It’s getting really difficult to try and survive off of only my part time job, and because the fall semester is coming up and I’ll likely need money for books and so on, I’m going to have to open up commissions again. This is frustrating. On one hand, I want a new drawing tablet and more art supplies, but on the other I need the money to pay for school and supplies if needed. So... ughghghhghgghg
Yeah... I keep on opening and closing commissions too because:
I have no motivation to draw.
I’m worried that if I do continue to draw, it’ll only make my carpal tunnel worse and actually painful moreso than annoying.
Then again writing has the same effect, not just drawing. In conclusion: This sucks.
I hate my art and myself.
Most of my work is “expensive” because I literally need the money to help pay for living expenses at home. I’m trying to help support my family and I’m stressed because I’m not doing enough or contributing enough.

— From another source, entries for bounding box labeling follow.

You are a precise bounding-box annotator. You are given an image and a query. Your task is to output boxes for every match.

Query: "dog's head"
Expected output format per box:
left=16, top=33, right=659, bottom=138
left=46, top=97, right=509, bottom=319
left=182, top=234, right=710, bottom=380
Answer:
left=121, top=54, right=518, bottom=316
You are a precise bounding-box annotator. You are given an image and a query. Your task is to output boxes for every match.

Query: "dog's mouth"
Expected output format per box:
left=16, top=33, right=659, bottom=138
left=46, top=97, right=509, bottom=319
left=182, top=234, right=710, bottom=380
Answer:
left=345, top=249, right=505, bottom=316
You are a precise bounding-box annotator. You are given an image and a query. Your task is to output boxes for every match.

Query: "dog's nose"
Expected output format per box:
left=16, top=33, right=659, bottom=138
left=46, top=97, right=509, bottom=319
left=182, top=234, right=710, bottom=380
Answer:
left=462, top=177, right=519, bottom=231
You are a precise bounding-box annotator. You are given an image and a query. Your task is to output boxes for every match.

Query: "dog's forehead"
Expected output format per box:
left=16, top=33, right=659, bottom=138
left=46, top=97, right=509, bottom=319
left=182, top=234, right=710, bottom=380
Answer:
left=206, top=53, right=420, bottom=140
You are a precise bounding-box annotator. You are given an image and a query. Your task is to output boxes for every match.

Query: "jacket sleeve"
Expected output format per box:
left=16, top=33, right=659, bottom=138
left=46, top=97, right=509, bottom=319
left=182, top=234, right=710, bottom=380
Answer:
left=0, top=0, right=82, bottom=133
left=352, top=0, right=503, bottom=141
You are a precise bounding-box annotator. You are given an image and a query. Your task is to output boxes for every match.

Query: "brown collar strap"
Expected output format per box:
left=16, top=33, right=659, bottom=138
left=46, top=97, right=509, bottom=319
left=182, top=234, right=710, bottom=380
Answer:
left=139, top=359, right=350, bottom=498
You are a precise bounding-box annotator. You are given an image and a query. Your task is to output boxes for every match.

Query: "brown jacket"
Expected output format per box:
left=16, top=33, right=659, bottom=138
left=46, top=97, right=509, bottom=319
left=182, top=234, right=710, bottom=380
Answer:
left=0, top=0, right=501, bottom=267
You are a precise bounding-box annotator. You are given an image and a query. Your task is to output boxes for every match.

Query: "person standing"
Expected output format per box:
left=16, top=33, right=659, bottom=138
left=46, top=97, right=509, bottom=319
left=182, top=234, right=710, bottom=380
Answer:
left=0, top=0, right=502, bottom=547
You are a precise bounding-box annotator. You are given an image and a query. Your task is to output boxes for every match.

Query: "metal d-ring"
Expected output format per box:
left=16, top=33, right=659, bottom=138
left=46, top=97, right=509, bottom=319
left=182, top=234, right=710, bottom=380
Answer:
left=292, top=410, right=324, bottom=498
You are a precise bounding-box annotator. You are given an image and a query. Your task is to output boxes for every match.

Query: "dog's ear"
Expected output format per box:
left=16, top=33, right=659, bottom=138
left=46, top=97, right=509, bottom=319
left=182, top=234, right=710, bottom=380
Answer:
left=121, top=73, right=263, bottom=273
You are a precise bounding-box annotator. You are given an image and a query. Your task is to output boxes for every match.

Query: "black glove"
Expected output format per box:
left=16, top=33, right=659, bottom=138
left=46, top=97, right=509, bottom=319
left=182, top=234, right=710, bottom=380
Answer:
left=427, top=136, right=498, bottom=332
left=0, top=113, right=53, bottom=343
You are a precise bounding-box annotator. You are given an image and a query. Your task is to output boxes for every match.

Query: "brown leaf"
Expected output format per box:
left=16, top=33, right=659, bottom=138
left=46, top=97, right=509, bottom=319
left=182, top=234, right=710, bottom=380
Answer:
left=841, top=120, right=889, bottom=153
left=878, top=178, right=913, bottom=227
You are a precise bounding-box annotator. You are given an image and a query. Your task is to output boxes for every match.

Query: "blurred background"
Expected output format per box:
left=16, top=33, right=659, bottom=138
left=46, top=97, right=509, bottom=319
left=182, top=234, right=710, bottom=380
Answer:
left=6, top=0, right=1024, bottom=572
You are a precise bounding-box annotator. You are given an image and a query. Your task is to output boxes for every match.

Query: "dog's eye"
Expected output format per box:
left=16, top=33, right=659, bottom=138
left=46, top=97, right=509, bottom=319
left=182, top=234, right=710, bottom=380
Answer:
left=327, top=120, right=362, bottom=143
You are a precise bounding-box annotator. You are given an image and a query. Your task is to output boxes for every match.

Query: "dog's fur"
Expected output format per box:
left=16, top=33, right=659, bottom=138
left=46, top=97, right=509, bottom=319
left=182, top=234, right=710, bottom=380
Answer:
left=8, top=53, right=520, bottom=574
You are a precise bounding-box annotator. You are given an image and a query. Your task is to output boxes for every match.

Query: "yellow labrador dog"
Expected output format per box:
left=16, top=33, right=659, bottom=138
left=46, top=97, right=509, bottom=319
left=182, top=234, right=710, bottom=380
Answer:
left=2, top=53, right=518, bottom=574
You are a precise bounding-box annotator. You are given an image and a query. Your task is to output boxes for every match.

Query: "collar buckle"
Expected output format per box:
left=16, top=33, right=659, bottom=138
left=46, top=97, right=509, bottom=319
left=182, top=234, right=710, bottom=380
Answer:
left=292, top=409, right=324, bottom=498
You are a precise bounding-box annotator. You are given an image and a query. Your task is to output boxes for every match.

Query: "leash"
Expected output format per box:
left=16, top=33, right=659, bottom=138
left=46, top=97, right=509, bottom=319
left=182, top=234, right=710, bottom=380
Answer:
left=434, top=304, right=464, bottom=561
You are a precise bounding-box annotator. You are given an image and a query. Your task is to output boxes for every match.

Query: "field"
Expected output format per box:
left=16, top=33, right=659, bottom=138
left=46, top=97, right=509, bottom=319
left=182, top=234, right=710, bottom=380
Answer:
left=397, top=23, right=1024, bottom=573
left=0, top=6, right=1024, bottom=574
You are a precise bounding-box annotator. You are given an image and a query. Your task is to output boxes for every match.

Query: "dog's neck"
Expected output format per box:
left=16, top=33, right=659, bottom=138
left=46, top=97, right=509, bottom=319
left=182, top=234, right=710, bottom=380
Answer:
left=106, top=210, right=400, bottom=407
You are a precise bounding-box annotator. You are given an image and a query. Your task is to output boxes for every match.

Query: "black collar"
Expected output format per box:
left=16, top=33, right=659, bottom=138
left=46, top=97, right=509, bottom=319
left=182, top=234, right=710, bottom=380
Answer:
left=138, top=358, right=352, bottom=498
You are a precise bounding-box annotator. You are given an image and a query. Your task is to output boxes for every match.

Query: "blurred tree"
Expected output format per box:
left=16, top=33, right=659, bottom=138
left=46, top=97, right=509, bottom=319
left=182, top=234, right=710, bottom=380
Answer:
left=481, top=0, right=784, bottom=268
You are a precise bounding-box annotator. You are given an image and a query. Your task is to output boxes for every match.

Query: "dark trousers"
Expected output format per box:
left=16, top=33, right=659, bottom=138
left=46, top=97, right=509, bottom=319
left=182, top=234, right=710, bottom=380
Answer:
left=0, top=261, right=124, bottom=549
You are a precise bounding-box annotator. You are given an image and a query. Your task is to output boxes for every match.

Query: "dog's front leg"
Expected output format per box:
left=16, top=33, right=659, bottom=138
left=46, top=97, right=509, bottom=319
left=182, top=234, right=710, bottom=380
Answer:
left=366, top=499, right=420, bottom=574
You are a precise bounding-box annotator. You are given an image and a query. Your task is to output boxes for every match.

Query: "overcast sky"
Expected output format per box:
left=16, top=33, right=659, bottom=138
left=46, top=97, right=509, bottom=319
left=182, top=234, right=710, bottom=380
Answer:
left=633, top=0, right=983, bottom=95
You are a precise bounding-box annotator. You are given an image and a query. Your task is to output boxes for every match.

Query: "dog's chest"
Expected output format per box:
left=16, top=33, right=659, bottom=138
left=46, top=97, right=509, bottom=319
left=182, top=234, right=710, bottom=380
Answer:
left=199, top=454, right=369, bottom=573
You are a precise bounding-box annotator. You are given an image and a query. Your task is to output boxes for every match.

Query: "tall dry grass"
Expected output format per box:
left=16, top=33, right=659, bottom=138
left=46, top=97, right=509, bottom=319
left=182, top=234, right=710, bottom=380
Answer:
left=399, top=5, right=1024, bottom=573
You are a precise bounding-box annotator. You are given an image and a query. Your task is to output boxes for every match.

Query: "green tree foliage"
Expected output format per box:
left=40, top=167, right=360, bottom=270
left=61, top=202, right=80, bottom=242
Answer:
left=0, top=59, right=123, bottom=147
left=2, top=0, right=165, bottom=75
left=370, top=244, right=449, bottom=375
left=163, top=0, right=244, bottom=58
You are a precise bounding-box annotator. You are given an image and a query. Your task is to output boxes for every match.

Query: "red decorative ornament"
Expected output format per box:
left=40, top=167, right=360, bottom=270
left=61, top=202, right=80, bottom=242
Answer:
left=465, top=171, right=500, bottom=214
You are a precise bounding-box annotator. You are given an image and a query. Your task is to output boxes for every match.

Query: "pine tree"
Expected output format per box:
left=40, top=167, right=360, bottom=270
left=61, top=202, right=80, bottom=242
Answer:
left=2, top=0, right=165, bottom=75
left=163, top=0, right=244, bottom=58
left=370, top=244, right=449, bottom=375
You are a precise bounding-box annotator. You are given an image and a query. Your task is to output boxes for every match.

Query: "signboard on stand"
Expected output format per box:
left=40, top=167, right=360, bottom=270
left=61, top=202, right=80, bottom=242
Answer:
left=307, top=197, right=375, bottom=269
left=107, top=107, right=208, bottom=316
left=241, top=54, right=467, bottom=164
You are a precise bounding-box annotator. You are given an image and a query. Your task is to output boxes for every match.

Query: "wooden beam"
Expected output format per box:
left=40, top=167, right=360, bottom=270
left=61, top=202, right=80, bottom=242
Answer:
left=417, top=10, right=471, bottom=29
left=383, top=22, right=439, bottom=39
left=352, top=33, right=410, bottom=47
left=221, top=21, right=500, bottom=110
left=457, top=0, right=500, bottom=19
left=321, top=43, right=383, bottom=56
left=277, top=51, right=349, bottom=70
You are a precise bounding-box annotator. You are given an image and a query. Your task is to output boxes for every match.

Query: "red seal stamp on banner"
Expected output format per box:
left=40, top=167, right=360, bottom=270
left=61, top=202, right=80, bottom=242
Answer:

I’m just venting at this point and I’m in a self-criticizing/blaming mood.
I need to get a chromebook because I know that if I bring my current laptop out with me I’ll likely become a target to certain people to steal from because it’s just not safe out there (one of my biggest sources of anxiety is being by myself outside in the dark. I will p u n c h a personal-space invasive b i t c h in the throat).
help i need friends tht understand me irl and everyone drains my energy n i think it’s all my fault.